The only problem with viewing angle for the kids may occur if the TV is mounted up high. If It's positioned where it should be - ie with the centre of the screen at around eye-height when you are in your seated viewing position - you should have few problems. The nippers may experience a slight drop-off of contrast, but it'll be nothing major.

Can you explain. As far as the marketing blurb and other 'site' reviews they calim they all use the same new gen G12 panel. Do you mean that because one is 37", the others are 42" or 46" then this constitues a different panel.

You may have missed my post on this earlier in the thread:

Clare Newsome:

Just because a TV has the same basic
spec and range-number, doesn't make it perform in the same way. For
starters, it's based on a different base panel - one that's made on a
different production line (even a different factory); that can lead to
variations.

Secondly, larger sets can vary in performance to
smaller sets because of the extra upscaling/processing the larger set
is having to do. A manufacturer may use a TV tuner unit that looks
great on smaller TVs but starts to show limitations when coping with
the dimensions of a larger screen. Ditto DVD playback and any other SD
upscaling. Even BD playback can fall down slightly on a larger set -
there's simply more chance you can spot slight flaws over a bigger
area, especially when you are comparing TVs side by side.

SixDegrees:

As I said further up the thread, nice-to-haves like PC onnectivity, internet, etc don't interest me a quality pic, natural looking colours (our wee Samsung 19" in the bed room over cooks the color sometimes I I want to avoid this hence my Plasma bias at this stage) and motion handling are the most important as well as that all importnat blacl level.
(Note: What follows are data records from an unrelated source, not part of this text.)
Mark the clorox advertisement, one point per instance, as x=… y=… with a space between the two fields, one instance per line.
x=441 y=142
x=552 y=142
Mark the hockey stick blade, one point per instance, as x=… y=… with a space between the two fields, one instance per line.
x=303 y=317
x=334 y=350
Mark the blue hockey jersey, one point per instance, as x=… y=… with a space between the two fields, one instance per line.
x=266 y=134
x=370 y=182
Don't want to spend too much as I have BD player, stand and a re-org of the living room to budget for as well, so trying to stay this side of £1500 but closer to £1000 if poss.
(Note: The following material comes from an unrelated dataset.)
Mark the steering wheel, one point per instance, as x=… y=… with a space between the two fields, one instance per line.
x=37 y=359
I've really narrowed it down to Philips 9000 (42) or 7000 (42 0r 47) or one of the Panas ie G10 / G15 / V10 (42 or 46). Sony and Samsung feature as well but not atop of my list just now.

Any comments on the models listed above, ie all around performance as opposed to one which is better of BD or upscaling. Its the overall performance that matters excluding the 'bolt-ons' that I can do without.

Many Thanks

I'd go with the Philips - superlative performance with blacks that shame many plasmas (yes, really), but a sharp, crisp picture that makes everything else look soft by comparison. Stick to your BD player upscaling DVDs, though - the Philips' upscaler is decent, but it can be bettered (TV tuner is fine, though).